I have thought about Flecks conjecture that this market could fall under its own weight and grind down slowly. This will cause a lot of pain over a long period of time instead of seeing the BK which will cause immediate pain.

I can not see in the future, but there is a point in time where the consumer can not keep spending at increasing rates and things will slow down to a point where the current market fundamentals will not make sense on wall street.<ggg>

BTW, when I bought my first car, where I lived the banks were not lending money, using the car as an asset. One had to have "real" assets to obtain loans, like land, grain in storage, etc. <ggg>

Joan



To: Knighty Tin who wrote (65137)7/29/1999 1:59:00 AM
From: Trey McAtee  Read Replies (1) | Respond to of 132070
 
mike--

as if i needed a reason to read this thread (other than you being on it<G>), you graciously provide another.

you analysis is dead on. while i dont think we are going to go through some kind of depression, we are surely heading for a major recession. i have friends who are graduating from college, maxing out new CCs with advances and buying... you guessed it: net stocks!

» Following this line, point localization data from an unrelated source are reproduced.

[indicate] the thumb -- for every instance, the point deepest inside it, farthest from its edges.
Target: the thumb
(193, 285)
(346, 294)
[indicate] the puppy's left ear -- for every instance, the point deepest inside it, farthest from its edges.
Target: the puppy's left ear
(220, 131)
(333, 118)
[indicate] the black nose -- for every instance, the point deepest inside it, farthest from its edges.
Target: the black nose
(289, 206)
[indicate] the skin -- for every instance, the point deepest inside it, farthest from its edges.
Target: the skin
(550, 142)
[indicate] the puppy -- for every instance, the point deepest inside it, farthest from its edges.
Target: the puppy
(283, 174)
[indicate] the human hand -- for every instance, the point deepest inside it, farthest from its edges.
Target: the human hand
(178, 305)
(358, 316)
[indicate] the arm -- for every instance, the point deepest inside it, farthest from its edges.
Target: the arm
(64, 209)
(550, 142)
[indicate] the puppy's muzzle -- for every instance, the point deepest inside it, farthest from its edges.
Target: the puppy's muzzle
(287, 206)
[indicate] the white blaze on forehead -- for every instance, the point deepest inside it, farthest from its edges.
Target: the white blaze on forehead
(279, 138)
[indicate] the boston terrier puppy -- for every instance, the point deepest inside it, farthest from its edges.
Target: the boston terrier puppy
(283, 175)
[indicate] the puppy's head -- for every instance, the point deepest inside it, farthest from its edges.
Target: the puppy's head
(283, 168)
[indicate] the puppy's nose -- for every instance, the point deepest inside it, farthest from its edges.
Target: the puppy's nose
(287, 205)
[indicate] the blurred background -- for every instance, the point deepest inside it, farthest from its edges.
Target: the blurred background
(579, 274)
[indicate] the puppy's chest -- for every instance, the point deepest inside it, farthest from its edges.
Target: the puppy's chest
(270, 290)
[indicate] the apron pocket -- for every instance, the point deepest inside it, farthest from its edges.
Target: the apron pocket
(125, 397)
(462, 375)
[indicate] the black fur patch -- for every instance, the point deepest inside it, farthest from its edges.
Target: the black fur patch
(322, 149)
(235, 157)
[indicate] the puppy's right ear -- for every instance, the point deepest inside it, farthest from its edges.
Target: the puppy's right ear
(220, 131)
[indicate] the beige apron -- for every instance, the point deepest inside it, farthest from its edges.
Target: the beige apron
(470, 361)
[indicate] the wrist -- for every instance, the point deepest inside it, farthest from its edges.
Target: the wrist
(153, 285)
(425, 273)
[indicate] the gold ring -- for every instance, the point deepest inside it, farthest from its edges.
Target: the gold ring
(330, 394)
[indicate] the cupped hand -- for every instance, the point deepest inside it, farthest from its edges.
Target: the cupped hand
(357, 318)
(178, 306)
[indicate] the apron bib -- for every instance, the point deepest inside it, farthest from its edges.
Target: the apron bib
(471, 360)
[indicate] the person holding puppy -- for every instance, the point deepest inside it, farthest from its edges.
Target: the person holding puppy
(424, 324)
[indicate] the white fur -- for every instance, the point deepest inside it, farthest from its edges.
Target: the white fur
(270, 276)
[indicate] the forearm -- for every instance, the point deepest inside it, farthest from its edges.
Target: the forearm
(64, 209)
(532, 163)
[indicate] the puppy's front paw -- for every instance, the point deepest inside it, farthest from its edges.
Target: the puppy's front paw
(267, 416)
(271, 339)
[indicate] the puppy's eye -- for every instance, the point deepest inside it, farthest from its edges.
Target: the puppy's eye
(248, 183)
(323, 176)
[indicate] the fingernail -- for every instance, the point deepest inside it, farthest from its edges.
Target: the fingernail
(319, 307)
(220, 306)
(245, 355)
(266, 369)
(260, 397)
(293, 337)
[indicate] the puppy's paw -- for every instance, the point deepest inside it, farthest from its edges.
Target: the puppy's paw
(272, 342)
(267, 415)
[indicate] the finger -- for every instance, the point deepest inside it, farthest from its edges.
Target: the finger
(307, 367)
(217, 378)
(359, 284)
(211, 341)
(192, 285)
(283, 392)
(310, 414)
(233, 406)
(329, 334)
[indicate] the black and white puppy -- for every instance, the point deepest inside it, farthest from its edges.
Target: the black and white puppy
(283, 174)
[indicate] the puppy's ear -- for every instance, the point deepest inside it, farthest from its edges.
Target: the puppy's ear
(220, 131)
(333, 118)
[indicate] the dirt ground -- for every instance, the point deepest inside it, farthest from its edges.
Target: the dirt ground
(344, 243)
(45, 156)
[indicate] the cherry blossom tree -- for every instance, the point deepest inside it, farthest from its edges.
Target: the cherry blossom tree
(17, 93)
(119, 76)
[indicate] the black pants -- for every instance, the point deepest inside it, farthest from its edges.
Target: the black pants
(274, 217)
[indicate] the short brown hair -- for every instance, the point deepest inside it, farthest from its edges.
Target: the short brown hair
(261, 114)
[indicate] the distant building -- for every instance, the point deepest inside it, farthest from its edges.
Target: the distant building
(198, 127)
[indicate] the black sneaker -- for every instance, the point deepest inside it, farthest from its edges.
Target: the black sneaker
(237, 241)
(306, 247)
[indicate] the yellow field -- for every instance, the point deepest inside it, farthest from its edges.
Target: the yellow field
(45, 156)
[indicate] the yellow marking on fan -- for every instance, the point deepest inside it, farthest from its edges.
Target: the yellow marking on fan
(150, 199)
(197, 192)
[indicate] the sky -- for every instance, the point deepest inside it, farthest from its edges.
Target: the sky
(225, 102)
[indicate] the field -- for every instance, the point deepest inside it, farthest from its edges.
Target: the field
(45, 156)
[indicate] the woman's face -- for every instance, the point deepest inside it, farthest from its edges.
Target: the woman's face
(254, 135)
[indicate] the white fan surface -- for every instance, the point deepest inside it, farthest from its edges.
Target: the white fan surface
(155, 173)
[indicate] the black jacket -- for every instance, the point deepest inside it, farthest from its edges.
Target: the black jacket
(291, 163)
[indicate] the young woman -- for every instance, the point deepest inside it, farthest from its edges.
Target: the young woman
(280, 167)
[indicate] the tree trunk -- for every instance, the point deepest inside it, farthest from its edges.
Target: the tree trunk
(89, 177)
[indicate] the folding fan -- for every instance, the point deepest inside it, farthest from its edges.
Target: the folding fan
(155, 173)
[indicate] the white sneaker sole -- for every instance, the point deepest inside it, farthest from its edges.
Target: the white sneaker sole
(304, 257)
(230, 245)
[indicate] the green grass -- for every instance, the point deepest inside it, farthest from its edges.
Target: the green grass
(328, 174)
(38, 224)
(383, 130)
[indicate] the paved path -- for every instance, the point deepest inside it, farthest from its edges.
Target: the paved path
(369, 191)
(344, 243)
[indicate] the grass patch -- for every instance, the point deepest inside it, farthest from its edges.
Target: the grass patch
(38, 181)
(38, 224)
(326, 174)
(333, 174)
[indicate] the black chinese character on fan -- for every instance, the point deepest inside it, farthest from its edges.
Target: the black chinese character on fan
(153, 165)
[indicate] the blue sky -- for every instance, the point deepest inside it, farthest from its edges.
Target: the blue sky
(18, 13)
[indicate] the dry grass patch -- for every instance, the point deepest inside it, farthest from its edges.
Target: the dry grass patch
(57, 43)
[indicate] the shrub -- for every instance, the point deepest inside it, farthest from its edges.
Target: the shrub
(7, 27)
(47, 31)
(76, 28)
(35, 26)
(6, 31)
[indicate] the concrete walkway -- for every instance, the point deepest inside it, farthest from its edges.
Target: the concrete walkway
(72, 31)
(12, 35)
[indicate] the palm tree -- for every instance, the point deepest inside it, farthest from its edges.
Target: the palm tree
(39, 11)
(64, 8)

one friend bought a new house, a new car, new furniture, on and on with proceeds from some options that recently vested. he spent the entire tranche AND is now even further in the hole than when he started. he's not worried though, because in december some more options vest. the problem is, he isnt cashing them out, he is going to stay in the stock. nevermind the fact that his employer is one of the nets....

i only have one thing i am really worried about... that the collapse is WORSE than i think it will be and there will be no one to buy my puts. at least last year someone was there to buy<G>.